Supporters speak for media clerk at Decatur School Board meetingTom Stubbs urges the school board and Superintendent David Dude to reinstate media clerk Susan Riley, while members parents and members of the community listen. Photo by Mariann Martin
By Mariann Martin, contributor
Officials said the investigation into the firing of Decatur High media clerk Susan Riley is concluded, but have not provided any additional details.
The School Board and Superintendent David Dude did not discuss the issue during the April 12 school board meeting. Dude said no announcements would be made at the meeting regarding Riley.
After the meeting, Dude confirmed the investigation has concluded. It is not clear when an announcement about Riley will be made.

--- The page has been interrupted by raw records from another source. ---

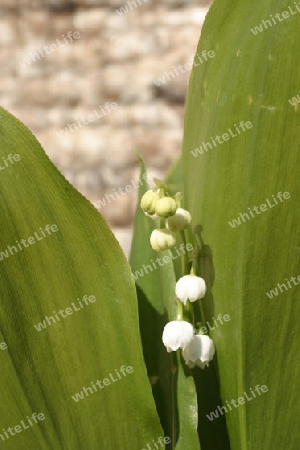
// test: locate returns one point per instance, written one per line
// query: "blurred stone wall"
(107, 66)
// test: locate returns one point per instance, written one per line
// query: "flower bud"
(190, 288)
(148, 201)
(177, 334)
(199, 351)
(162, 239)
(179, 221)
(165, 207)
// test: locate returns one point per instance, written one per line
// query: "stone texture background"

Riley, who has worked at Decatur High School for 19 years and was a long-time student favorite, was unexpectedly fired in February. After an outpouring of community support, Dude rescinded the termination, placing her on administrative leave. Jonathan Poole, with Strickland Brockington Lewis, was brought in to investigate the circumstances in the case.
A large crowd, many there to support Riley, filled the school board meeting room and applauded after two community members spoke in support of Riley during the public comment portion of the meeting.
Local attorney Tom Stubbs, who has been an avid supporter of Riley since her termination, thanked the board and Dude for their efforts. He also noted the toll the issue has had on Dude and members of the community.
“At 5:45 a.m. I was corresponding via email last week with your superintendent,” Stubbs told the board. “There are other who corresponded with him at 1 a.m. … His efforts I know are in no small part driven by what’s going on with this investigation. His time is being taken up at a pace that is just not sustainable and I want to thank him for the effort, but I want to urge the board to help show him that our priorities are for a long-lasting superintendent who loves his job because he is supported in all the ways that we would want somebody to be supported.”
Laurie Gorbatkin also spoke, noting her 20-year friendship with Riley and Riley’s impeccable reputation in the community.
“If this board and you, Dr. Dude, allow truth and facts to prevail, I know Susan will be reinstated and back at DHS being the unique, magical force that she is and has been for  years for staff and student alike,” Gorbatkin said.
But she also urged the school to address any false information that may have surrounded Riley’s firing, saying, “Implicit in that outcome, however, is the sad fact that your superintendent had to have been lied to by the staff he relied on to bring him the facts, or at the very least, his staff failed to perform due diligence. I have good reason to believe it is the former. If so, if lies were told, facts manipulated, those responsible need to be terminated. Decatur should have no tolerance for people who knowingly do bad things to good people, and Susan Riley is as good as they come. Please right the wrongs soon and address thoroughly what caused the wrong.”
The School Board held a closed-door executive session at the end of the regular meeting to discuss personnel and property issues. It is not known whether Riley’s case was discussed during the session.
During the regular meeting, the School Board discussed the strategic plan that is being put together by Decatur school staff and community members. The school system recently called for community input, the results which are still being analyzed, Dude told the board.
Several board members said they would like to know more about the plan and the process of compiling it, especially the goals and mission that will be part of the plan. Dude agreed to provide additional details.
The board also agreed they need to look more closely at how to offset a senior homestead tax exemption that is scheduled for a referendum in the fall. The exemption is expected to slow the growth of families moving into the community due to seniors remaining in Decatur, board Chair Anne Caiola said. She noted that reduced austerity measures from the state and a tax digest increase might also help offset the impact of the expanded homestead tax exemption.